The cease-fire had its origins in intra-Shi'a rivalries. Most observers were surprised last August when Sadr's Mahdi Army militia announced a six-month cease-fire, shortly after bloody Shi'ite infighting erupted in Karbala. Thousands of pilgrims had gathered in the city for a Shi'ite festival. Some Sadrists who turned up for the event got into an altercation with local security forces, who are largely loyal to the Sadr movement's chief Shi'ite factional rival, the Supreme Islamic Iraqi Council (SIIC). Things escalated, and a street tussle turned into a gun battle that left more than 50 people dead and roughly 500 wounded. The Sadrists took the blame for starting the episode, with many Shi'ites viewing the Mahdi Army fighters as thugs causing trouble in one of the holiest Shi'ite sites. Sadr announced his cease-fire immediately after that, stressing that his fighters would take no action against either U.S. forces or rival Shi'ite factions.
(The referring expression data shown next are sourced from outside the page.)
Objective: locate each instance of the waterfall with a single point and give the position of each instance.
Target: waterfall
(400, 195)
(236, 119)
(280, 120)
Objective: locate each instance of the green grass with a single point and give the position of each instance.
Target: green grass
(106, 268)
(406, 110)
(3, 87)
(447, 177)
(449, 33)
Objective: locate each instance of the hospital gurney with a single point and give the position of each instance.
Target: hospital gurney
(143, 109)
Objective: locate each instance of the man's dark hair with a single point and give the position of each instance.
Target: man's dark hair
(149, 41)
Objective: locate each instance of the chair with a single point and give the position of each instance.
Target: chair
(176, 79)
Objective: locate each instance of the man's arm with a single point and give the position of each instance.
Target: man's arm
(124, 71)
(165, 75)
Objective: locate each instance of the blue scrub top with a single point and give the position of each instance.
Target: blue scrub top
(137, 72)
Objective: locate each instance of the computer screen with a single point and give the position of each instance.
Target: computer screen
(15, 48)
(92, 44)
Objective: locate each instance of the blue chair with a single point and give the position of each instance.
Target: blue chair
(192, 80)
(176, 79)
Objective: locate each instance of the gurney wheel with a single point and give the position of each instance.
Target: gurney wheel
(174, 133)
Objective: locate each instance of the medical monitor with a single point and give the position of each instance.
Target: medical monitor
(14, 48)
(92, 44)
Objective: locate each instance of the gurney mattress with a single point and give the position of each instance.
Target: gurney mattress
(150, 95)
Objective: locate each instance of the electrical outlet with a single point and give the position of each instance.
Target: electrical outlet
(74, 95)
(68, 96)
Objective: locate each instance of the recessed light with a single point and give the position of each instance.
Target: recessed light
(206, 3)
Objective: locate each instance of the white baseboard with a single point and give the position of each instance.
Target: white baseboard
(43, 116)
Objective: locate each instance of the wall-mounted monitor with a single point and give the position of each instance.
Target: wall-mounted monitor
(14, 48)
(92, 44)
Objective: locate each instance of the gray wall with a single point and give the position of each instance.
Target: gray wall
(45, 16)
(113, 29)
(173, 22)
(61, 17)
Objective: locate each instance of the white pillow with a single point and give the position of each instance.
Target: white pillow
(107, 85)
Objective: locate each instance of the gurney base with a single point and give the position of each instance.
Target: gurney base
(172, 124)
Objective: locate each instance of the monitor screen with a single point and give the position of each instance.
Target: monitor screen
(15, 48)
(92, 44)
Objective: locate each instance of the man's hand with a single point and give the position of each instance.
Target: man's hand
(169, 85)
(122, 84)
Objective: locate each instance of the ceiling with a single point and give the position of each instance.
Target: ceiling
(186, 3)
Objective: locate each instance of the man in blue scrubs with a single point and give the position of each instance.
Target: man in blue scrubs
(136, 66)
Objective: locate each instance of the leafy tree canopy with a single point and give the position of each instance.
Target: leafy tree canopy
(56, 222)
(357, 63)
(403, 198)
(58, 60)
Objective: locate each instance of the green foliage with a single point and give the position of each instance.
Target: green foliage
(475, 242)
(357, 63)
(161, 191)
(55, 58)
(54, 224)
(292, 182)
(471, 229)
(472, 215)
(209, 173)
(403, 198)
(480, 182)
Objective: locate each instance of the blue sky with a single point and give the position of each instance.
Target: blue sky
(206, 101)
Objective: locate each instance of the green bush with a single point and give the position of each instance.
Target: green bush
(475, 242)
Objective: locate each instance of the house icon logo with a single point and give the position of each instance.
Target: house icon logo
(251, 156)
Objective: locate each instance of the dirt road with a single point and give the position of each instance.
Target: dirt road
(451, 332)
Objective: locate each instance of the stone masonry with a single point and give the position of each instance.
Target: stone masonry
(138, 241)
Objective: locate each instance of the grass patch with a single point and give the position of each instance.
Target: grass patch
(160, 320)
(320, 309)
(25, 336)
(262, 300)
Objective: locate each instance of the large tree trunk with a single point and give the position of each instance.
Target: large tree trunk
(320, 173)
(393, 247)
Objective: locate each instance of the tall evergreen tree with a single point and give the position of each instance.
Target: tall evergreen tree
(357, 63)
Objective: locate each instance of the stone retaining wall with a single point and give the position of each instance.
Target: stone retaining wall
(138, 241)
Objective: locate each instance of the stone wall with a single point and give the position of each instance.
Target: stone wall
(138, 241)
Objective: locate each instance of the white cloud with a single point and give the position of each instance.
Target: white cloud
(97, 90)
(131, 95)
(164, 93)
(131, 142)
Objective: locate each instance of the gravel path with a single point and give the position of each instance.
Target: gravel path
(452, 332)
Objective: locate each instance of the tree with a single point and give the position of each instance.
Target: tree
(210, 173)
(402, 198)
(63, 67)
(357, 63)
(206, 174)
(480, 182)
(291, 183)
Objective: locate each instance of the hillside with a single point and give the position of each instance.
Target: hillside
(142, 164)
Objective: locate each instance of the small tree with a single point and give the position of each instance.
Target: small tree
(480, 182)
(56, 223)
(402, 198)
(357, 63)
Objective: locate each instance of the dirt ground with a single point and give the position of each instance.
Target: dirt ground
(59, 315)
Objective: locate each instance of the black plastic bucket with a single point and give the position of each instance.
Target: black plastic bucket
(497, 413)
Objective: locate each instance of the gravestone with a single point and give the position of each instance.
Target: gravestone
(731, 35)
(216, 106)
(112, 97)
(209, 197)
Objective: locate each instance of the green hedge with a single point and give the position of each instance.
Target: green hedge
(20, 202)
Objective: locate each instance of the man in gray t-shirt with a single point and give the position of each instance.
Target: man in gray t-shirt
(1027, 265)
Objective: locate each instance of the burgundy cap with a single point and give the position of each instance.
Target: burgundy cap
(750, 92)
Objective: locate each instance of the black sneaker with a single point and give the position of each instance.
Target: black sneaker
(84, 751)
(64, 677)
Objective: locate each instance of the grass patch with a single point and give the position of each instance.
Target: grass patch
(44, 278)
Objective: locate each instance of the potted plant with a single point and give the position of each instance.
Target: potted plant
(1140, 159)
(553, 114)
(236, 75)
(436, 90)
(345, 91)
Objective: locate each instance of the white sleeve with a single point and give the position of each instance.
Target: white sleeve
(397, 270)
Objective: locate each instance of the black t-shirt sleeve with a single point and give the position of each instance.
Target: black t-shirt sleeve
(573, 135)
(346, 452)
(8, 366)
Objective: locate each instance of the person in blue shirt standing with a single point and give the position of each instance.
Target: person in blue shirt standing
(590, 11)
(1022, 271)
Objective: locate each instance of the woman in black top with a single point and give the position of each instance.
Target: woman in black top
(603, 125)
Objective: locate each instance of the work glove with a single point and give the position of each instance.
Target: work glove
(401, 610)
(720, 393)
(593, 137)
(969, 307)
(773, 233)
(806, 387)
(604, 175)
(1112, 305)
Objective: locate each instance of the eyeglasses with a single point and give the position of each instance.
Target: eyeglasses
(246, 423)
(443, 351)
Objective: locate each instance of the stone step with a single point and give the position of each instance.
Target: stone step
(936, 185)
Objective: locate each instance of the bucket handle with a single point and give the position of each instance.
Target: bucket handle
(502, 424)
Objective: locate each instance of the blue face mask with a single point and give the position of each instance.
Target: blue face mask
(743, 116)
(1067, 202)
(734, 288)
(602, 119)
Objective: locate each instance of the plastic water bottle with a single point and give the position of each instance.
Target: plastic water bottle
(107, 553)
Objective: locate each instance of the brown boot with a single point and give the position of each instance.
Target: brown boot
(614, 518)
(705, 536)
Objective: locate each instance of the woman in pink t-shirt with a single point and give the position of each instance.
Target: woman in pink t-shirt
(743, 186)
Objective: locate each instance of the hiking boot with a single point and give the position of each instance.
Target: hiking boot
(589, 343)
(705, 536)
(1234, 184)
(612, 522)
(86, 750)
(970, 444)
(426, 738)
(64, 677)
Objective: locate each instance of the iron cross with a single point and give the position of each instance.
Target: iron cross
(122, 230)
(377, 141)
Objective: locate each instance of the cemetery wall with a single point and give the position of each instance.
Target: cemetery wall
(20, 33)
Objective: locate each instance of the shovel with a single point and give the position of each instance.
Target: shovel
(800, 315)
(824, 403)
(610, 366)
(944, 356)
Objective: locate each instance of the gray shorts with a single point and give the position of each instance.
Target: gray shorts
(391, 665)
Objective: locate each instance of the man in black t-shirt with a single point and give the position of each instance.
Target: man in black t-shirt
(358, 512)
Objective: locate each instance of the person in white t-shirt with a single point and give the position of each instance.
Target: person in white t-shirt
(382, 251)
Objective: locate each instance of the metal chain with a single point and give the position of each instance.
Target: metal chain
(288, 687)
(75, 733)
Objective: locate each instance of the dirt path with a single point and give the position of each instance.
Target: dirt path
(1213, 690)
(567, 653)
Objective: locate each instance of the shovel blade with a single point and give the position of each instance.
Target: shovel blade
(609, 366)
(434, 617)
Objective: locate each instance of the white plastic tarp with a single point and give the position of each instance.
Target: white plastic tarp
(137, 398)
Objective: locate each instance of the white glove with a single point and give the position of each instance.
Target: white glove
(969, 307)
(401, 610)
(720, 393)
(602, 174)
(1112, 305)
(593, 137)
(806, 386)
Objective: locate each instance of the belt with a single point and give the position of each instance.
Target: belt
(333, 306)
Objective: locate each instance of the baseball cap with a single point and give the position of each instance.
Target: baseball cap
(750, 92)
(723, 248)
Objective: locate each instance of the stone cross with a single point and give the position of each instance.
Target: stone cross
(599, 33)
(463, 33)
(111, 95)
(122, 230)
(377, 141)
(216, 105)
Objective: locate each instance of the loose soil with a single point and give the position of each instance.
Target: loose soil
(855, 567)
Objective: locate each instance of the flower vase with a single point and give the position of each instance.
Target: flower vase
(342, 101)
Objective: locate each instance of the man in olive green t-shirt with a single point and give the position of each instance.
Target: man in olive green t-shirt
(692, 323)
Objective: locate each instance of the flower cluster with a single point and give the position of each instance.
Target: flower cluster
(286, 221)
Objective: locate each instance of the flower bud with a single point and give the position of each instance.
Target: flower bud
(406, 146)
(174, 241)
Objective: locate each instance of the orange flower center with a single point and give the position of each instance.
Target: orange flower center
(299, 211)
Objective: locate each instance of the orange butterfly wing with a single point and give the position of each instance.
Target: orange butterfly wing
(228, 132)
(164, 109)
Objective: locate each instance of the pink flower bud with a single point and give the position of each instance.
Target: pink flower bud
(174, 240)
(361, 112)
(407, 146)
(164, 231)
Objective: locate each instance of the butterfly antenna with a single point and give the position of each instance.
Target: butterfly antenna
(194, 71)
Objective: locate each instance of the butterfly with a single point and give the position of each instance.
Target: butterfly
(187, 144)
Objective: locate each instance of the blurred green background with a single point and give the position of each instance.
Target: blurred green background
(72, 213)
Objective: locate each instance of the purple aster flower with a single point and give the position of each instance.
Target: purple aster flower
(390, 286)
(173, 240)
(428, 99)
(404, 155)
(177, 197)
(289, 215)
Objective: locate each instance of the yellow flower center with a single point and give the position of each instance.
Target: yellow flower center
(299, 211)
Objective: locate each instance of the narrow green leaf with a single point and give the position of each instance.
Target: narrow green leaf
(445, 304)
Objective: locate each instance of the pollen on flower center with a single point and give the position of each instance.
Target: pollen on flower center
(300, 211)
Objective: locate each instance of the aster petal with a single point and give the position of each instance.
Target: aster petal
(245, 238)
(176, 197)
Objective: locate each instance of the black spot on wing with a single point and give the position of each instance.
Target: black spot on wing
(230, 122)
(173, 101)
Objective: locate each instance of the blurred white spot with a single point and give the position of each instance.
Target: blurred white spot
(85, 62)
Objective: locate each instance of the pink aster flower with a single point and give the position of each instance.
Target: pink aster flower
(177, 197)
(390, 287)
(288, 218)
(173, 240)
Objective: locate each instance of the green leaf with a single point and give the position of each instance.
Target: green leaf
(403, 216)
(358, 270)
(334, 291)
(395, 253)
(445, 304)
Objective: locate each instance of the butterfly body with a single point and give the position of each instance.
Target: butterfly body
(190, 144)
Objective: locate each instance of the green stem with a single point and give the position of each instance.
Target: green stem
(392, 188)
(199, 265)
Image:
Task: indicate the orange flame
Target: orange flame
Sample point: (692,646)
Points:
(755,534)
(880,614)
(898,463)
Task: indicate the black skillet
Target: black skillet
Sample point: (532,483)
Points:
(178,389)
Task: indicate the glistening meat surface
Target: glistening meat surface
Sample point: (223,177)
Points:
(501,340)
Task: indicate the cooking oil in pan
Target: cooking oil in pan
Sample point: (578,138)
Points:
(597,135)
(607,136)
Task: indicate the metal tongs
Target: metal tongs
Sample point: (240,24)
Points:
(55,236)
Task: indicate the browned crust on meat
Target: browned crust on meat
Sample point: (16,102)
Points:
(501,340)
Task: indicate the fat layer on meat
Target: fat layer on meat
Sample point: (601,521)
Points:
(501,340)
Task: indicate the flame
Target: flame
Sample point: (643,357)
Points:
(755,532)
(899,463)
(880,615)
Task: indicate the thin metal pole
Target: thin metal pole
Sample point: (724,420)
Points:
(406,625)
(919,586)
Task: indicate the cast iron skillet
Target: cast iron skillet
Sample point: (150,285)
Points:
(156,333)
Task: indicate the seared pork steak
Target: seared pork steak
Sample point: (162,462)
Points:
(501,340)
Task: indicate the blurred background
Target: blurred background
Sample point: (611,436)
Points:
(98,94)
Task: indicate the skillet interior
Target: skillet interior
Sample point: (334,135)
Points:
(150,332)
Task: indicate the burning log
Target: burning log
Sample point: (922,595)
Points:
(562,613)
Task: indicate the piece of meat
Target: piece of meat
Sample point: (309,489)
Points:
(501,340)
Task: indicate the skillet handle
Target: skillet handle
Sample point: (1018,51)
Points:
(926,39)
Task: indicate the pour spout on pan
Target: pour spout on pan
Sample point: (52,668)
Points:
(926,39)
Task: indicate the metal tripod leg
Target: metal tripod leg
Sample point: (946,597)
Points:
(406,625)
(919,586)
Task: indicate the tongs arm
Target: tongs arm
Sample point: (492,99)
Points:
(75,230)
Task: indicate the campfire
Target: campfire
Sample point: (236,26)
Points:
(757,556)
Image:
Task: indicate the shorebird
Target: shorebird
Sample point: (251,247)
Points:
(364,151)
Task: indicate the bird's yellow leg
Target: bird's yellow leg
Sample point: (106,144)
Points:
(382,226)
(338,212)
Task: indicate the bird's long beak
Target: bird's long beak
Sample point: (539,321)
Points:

Leadership figures from the Mahdi Army have long accused government security forces of being under the sway of SIIC, which is led by Sadr's chief political rival Abdul Aziz al-Hakim. Until August, the Mahdi Army and the militia wing of al-Hakim's movement, the Badr Brigade, were engaged in a running struggle for influence in southern Iraq, competing for control of everything from gas stations to sacred shrines. The Karbala incident seemed to shock both sides into cooling tensions. But the recent statements suggest the agreement is unraveling. If so, it could draw U.S. troops back into conflict with the Mahdi Army as they work to support Iraqi security forces.
U.S. officials are hoping that Sadr will largely abandon Kalashnikov politics and focus his movement more on social causes as the need for militias to protect neighborhoods from Sunni extremists recedes. "I kind of think it will hold," Crocker said of the ceasefire. "The Shi'a are just as sick of militia violence as the Sunnis are." But Sadr is notoriously unpredictable. And while allowing for some optimism, U.S. officials remain unsure what will unfold. "It truly is a wait-and-see moment," Petraeus said.